Re: bloom filter fp ratio of 0.98 with fp_chance of 0.01

Hiller, Dean Thu, 28 Mar 2013 11:03:02 -0700

LCS does much more "constant" compaction than STCS keeping load on the disks 
(read and write to move the data) higher.  STCS does no do as much constant 
operations.

Dean

From: Alain RODRIGUEZ <arodr...@gmail.com<mailto:arodr...@gmail.com>>
Reply-To: "user@cassandra.apache.org<mailto:user@cassandra.apache.org>" 
<user@cassandra.apache.org<mailto:user@cassandra.apache.org>>
Date: Thursday, March 28, 2013 3:18 AM
To: "user@cassandra.apache.org<mailto:user@cassandra.apache.org>" 
<user@cassandra.apache.org<mailto:user@cassandra.apache.org>>
Subject: Re: bloom filter fp ratio of 0.98 with fp_chance of 0.01

"remember is used more IO than STS"

Are you meaning during compactions ? Because I thought that LCS should decrease 
the number of disks reads (since 90% of the data aren't spread across multiple 
sstables and C* needs to read only a file to find the entire row) while not 
compacting right ?

2013/3/28 aaron morton <aa...@thelastpickle.com<mailto:aa...@thelastpickle.com>>
You nailed it. A significant number of reads are done from hundreds of sstables 
( I have to add, compaction is apparently constantly 6000-7000 tasks behind and 
the vast majority of the reads access recently written data )
So that's not good.
If IO is saturated then maybe LCS is not for you, remember is used more IO than 
STS.
Otherwise look at the compaction yaml settings to see if you can make it go 
faster but watch out that you don't hurt normal requests.

CHeers

-----------------
Aaron Morton
Freelance Cassandra Consultant
New Zealand

@aaronmorton
http://www.thelastpickle.com

On 28/03/2013, at 7:00 AM, Wei Zhu <wz1...@yahoo.com<mailto:wz1...@yahoo.com>> 
wrote:

Welcome to the wonderland of SSTableSize of LCS. There is some discussion 
around it, but no guidelines yet.

I asked the people in the IRC, someone is running as high as 128M on the 
production with no problem. I guess you have to test it on your system and see 
how it performs.

Attached is the related thread for your reference.

-Wei

----- Original Message -----
From: "Andras Szerdahelyi" 
<andras.szerdahe...@ignitionone.com<mailto:andras.szerdahe...@ignitionone.com>>
To: user@cassandra.apache.org<mailto:user@cassandra.apache.org>
Sent: Wednesday, March 27, 2013 1:19:06 AM
Subject: Re: bloom filter fp ratio of 0.98 with fp_chance of 0.01

Aaron,

What version are you using ?

1.1.9

Have you changed the bf_ chance ? The sstables need to be rebuilt for it to 
take affect.

I did ( several times ) and I ran upgradesstables after

Not sure what this means.
Are you saying it's in a boat on a river, with tangerine trees and marmalade 
skies ?

You nailed it. A significant number of reads are done from hundreds of sstables 
( I have to add, compaction is apparently constantly 6000-7000 tasks behind and 
the vast majority of the reads access recently written data )

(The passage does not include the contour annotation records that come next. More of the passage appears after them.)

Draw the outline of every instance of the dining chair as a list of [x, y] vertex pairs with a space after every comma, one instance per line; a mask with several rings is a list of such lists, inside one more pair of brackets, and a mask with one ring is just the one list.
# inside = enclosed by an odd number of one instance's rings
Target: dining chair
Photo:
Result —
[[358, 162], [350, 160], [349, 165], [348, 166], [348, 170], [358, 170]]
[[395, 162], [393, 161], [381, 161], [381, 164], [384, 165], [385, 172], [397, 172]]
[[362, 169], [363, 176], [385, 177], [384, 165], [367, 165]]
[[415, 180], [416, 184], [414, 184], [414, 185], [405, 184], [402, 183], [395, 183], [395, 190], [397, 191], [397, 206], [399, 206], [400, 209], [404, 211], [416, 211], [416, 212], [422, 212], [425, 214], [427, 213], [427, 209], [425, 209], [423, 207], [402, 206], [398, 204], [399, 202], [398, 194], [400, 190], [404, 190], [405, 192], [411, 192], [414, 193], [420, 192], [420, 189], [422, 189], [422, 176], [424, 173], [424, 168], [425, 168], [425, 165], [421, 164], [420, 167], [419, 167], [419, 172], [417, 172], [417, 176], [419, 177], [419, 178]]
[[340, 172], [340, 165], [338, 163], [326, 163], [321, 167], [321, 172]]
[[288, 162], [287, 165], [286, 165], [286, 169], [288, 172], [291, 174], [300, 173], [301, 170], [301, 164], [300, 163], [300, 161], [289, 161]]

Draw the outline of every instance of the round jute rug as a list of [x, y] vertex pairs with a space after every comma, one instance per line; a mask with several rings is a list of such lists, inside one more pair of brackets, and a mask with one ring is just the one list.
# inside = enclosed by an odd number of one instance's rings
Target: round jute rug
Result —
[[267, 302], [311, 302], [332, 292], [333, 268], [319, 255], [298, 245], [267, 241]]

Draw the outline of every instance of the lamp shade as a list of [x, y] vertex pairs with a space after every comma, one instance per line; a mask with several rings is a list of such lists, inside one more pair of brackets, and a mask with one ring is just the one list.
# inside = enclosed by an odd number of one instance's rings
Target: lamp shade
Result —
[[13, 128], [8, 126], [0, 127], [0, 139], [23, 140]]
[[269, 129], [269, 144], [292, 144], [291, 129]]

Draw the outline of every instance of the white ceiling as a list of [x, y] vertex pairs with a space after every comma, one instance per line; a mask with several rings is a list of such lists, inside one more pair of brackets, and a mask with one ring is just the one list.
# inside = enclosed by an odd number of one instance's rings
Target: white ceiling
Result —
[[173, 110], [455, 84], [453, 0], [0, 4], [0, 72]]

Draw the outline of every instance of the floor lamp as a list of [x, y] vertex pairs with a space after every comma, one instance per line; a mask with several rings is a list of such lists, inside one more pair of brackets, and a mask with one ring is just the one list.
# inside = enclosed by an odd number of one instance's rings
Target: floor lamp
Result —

Take a look at the nodetool cfhistograms to get a better idea of the row size 
and use that info when consdiering the sstable size.

It's around 1-20K, what should I optimise the LCS sstable size for? I suppose 
"I want to fit as many complete rows as possible in to a single sstable to keep 
file count down while avoiding compactions of oversized ( double digit 
gigabytes? ) sstables at higher levels ? "
Do I have to run a major compaction after a change to sstable_size_in_mb ? The 
larger sstable size wouldn't really affect sstables on levels above L0 , would 
it?

Thanks!!
Andras

From: aaron morton < aa...@thelastpickle.com<mailto:aa...@thelastpickle.com> >
Reply-To: " user@cassandra.apache.org<mailto:user@cassandra.apache.org> " < 
user@cassandra.apache.org<mailto:user@cassandra.apache.org> >
Date: Tuesday 26 March 2013 21:46
To: " user@cassandra.apache.org<mailto:user@cassandra.apache.org> " < 
user@cassandra.apache.org<mailto:user@cassandra.apache.org> >
Subject: Re: bloom filter fp ratio of 0.98 with fp_chance of 0.01

What version are you using ?
1.2.0 allowed a null bf chance, and I think it returned .1 for LCS and .01 for 
STS compaction.
Have you changed the bf_ chance ? The sstables need to be rebuilt for it to 
take affect.

and sstables read is in the skies Not sure what this means.
Are you saying it's in a boat on a river, with tangerine trees and marmalade 
skies ?

SSTable count: 22682

Lots of files there, I imagine this would dilute the effectiveness of the key 
cache. It's caching (sstable, key) tuples.
You may want to look at increasing the sstable_size with LCS.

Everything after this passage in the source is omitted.